UTILITY OF SCHEDULES: THEORETICAL MODEL OF DEPARTURE-TIME CHOICE AND ACTIVITY-TIME ALLOCATION WITH APPLICATION TO INDIVIDUAL ACTIVITY SCHEDULES
operations - scheduling
Trips, Travel behavior, Travel, Time duration, Scheduling, Journeys, Departure time, Case studies, Algorithms, Activity choices, Accessibility
The timing and duration of activities are important components of individual travel and activity behavior, affecting spatial interaction and mode choice decisions, highway and transit congestion, accessibility, and the general degree of social exclusion or inclusion experienced by the individual. The choices of timing and duration of activities are closely interrelated; however, few researchers have attempted to study this relationship. Instead strong separability assumptions have been made concerning the timing and duration dimensions. A utility theoretical model of joint activity-timing and duration choice is presented that addresses a number of the limitations of existing scheduling and time allocation models. How the theoretical model can be used to provide insight into the nature of the activity-scheduling process is outlined, and an algorithm is presented that can be used to operationalize the time allocation and activity-scheduling model. An estimable empirical form of the theoretical model is subsequently developed in which it is acknowledged that past and present activity and travel behavior decisions affect both existing and expected behavioral outcomes.
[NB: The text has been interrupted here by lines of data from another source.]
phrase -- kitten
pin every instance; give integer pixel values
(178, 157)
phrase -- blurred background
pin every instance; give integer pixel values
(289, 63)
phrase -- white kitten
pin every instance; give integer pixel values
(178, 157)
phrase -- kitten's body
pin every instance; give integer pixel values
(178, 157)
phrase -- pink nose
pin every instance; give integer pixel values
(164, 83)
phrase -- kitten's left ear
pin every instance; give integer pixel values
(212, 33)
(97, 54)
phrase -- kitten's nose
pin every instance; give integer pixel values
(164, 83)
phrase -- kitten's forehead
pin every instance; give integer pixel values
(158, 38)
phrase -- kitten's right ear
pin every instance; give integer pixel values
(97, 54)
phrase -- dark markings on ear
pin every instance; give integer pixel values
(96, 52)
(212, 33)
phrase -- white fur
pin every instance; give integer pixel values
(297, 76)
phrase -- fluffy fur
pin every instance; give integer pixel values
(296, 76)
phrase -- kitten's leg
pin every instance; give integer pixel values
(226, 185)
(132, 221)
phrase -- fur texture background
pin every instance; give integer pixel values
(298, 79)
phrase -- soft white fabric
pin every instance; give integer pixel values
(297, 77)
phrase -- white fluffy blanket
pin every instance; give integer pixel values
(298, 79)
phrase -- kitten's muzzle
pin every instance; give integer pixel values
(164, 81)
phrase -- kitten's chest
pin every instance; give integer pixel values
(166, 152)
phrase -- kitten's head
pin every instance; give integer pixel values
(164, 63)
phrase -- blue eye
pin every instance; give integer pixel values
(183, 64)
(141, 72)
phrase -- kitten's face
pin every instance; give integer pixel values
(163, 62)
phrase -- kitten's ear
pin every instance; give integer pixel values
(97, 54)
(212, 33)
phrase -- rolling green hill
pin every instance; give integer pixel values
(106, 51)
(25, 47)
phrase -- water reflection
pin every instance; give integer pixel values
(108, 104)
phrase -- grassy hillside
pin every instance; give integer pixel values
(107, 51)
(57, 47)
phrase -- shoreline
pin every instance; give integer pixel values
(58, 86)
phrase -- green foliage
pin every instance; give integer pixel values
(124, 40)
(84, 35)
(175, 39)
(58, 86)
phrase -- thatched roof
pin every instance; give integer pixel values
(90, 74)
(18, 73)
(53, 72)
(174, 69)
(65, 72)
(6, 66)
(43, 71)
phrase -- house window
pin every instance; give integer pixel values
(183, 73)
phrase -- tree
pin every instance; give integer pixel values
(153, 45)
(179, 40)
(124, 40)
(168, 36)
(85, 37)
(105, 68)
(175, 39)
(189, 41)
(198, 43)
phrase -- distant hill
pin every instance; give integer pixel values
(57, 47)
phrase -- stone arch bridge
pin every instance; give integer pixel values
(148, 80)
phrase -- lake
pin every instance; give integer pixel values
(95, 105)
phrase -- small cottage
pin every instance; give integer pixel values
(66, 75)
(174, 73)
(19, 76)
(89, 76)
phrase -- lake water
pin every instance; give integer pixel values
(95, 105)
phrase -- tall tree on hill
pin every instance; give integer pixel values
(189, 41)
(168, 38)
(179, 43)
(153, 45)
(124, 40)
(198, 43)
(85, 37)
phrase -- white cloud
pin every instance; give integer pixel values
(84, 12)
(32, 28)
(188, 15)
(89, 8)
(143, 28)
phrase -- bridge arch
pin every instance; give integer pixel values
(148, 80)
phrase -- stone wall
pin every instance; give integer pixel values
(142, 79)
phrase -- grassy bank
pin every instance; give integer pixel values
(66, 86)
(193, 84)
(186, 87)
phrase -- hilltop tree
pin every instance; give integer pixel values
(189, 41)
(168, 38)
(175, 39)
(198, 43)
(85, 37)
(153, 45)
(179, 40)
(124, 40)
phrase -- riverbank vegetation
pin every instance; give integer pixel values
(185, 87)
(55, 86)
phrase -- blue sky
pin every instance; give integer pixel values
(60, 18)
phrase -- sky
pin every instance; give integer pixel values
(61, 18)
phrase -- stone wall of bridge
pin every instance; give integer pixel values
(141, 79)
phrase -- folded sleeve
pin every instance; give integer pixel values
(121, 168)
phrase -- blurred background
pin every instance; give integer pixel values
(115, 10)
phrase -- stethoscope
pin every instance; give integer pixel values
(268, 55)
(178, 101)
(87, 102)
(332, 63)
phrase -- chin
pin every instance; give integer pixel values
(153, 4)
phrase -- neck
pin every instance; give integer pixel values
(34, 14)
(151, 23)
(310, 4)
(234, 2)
How the model can be used to develop a number of disaggregate, activity-based accessibility measures is outlined, and with the aid of a simple hypothetical case study, a number of behavioral characteristics of the time-allocation and activity-scheduling model are demonstrated.
Ashiru, O, Polak, J, Noland, R, (2004). UTILITY OF SCHEDULES: THEORETICAL MODEL OF DEPARTURE-TIME CHOICE AND ACTIVITY-TIME ALLOCATION WITH APPLICATION TO INDIVIDUAL ACTIVITY SCHEDULES. Transportation Research Record, 1894, p. 84-98.